L'Algérie, j'y suis né le jour du débarquement des Américains, le 8 novembre 1942. J'ai quitté ce pays merveilleux en 1962, pour n'y retourner qu'en août 2004, soit 42 ans plus tard...
Midi-Pyrénées m'a accueilli. J'ai mis du temps pour m'imprégner de Toulouse mais j'ai de suite été charmé par ce massif montagneux et ses rivières vagabondes que je parcours avec amour...Ah ces chères Pyrénées, que je m'y trouve bien ...! Vous y trouverez de nombreux articles dédiés à cette magnifique région et la capitale de Midi Pyrénées : Toulouse
L'Algérie, j'y suis revenu dix fois depuis; j'ai apprécié la chaleur de l'accueil, un accueil inégalé de par le monde.......L'espérance d'abord ...Une relative désillusion ensuite...Pourquoi alors que le pays a un potentiel énorme...Les gens sont perdus et ne savent pus que faire....Les jeunes n'en parlons pas, ils ne trouvent leur salut que dans la fuite....Est-il bon de dénoncer cela? Ce n'est pas en se taisant que les choses avanceront.

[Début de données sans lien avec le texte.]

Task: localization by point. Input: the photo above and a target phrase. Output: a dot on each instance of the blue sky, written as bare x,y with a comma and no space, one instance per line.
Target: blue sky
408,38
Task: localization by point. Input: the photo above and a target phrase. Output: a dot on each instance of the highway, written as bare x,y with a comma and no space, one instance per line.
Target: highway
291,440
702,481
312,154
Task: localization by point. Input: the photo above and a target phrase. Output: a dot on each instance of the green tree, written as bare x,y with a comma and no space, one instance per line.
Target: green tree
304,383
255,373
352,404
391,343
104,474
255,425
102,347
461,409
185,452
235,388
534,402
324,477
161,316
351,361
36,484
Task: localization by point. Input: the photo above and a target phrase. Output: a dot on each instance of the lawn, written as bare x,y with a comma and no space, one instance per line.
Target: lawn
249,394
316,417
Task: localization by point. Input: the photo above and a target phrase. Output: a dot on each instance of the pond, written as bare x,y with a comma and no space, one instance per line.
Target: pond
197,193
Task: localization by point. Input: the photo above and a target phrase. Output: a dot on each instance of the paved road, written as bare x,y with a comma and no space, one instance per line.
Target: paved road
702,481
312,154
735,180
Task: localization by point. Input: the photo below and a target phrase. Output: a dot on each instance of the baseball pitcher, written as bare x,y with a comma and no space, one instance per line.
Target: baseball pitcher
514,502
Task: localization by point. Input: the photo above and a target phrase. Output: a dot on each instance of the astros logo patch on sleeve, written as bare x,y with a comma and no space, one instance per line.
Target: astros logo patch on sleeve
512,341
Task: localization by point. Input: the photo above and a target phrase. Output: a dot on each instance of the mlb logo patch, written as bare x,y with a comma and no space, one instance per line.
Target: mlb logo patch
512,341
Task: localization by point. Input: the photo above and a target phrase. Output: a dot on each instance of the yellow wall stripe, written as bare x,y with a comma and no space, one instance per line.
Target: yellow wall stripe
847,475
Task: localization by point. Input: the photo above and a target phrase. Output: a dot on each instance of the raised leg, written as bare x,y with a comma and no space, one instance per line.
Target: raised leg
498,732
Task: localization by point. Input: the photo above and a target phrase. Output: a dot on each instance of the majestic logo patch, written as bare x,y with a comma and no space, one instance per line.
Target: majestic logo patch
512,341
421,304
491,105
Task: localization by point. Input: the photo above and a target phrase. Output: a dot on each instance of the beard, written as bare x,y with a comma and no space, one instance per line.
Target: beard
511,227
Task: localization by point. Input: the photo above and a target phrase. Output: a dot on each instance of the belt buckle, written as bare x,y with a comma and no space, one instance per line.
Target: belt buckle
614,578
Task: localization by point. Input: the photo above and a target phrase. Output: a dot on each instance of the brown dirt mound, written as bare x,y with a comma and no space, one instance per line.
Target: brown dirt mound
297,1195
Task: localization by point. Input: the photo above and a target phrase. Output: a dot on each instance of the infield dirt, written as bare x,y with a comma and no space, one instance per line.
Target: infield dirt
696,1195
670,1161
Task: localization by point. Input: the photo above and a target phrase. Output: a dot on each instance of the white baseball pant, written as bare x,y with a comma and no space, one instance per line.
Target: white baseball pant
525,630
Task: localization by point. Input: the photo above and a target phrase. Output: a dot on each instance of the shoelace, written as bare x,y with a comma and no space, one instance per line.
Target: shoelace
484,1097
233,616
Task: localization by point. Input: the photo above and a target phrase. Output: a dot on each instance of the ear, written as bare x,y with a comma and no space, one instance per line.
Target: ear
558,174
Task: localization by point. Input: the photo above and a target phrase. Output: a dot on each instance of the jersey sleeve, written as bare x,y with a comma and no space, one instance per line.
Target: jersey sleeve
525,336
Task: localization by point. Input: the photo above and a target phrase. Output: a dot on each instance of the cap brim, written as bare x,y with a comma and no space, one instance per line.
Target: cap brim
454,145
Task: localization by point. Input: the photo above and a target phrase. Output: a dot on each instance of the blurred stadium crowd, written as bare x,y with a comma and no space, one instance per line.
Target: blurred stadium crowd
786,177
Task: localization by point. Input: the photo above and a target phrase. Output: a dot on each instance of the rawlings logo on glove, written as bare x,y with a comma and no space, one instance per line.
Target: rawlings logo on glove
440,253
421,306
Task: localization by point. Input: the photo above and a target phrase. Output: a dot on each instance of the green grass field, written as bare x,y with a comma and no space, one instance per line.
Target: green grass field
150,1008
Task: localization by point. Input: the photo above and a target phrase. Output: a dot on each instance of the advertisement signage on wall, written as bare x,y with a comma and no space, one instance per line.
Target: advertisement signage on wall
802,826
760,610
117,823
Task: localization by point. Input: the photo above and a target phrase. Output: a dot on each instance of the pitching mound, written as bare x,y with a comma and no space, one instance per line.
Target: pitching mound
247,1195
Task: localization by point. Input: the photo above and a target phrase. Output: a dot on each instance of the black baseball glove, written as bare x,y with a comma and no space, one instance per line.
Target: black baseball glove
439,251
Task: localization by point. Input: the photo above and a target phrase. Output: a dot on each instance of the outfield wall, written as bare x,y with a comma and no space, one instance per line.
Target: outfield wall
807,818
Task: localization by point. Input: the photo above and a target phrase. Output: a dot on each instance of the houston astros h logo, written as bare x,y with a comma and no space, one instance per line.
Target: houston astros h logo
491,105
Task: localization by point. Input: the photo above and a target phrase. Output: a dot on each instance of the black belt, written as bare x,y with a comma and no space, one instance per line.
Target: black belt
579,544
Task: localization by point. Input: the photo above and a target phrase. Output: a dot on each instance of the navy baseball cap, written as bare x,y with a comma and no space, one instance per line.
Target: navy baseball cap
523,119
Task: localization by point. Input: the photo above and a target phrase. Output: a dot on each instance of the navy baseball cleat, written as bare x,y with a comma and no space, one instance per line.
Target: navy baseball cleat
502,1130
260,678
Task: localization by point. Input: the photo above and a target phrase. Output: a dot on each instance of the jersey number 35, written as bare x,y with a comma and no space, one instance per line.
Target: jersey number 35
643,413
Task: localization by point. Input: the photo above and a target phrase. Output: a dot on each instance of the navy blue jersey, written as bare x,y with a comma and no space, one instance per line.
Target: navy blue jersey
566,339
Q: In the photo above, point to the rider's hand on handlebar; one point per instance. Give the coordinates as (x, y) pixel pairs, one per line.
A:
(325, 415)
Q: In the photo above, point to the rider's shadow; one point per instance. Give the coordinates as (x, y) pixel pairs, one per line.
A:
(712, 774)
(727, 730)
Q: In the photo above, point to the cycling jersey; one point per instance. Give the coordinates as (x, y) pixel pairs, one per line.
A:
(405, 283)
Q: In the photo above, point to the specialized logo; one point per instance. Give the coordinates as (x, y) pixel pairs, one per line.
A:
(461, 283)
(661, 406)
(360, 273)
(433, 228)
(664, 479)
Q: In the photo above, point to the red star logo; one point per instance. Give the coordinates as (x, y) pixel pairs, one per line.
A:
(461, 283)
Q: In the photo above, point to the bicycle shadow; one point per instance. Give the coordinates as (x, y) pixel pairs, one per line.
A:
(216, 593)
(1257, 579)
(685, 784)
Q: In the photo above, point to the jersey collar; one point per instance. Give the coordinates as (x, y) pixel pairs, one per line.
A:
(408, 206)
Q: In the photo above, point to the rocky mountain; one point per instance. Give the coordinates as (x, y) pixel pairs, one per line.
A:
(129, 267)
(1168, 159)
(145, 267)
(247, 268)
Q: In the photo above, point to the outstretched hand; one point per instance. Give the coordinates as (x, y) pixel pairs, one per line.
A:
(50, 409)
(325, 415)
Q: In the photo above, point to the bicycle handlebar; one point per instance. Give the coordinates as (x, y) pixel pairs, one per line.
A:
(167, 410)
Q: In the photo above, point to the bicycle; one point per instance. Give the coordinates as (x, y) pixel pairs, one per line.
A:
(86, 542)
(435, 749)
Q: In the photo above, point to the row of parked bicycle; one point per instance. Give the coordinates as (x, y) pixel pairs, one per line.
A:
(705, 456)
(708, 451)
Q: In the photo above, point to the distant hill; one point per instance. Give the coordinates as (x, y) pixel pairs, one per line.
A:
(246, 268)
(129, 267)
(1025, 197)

Il y a un décalage énorme entre la pensée du peuple et des amis que je rencontre régulièrement et les propos tenus dans les divers forums qui reprennent généralement les milieux lobbyistes relayant les consignes gouvernementales...
Les piliers de l'Algérie, à savoir, armée, religion et tenants du pouvoir sont un frein au développement de l'Algérie ....Le Pays est en veilleuse....Les gens reçoivent des ….sucettes...Juste le nécessaire... pour que ....rien nez bouge....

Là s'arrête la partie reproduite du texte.